My first submission is, then, that it is (if I may ven- ture to say so) inequitable that the decision to exclude Cadet Officers from the post of Deputy Superintendent of Police should be made retrospective, to the prejudice of myself and of other Cadet Officers, who were appointed to the service before the Police Probationar Scheme was instituted.
3.
That your decision is prejudicial to me is chiefly due to
the fact that ever since September 1899 I have been in a
manner earmarked for service in the Police. For other posts
those of Assistant Registrar General and Assistant Colonial
Secretary, which were never offered to me but to which my
seniority at the time would have entitled me
my claims
were never considered, and were not urged by myself: as the
understanding was so clear that I should not sever my con-
nection with the Police Force.
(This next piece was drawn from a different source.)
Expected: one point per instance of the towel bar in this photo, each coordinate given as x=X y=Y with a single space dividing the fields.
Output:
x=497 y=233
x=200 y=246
How clear was this under-
standing is shown by the fact that when in 1902 I had, upon
the recommendation of Sir J.S.Lockhart, been appointed to
act as Registrar General and had actually held that office for
one month (May - June), I was urgently requested by Sir F.H.
May
who on 15th May 1902 assumed duty as Colonial Secretary,
having previously been Captain Superintendent of Police to
return to my post as Assistant Superintendent. Sir Henry laid
great stress on the necessity of my keeping in touch with
Police work, and on the opportunities which lay before me in
that Department, and thus induced me to forego the immediate
pecuniary advantages of acting as Registrar General.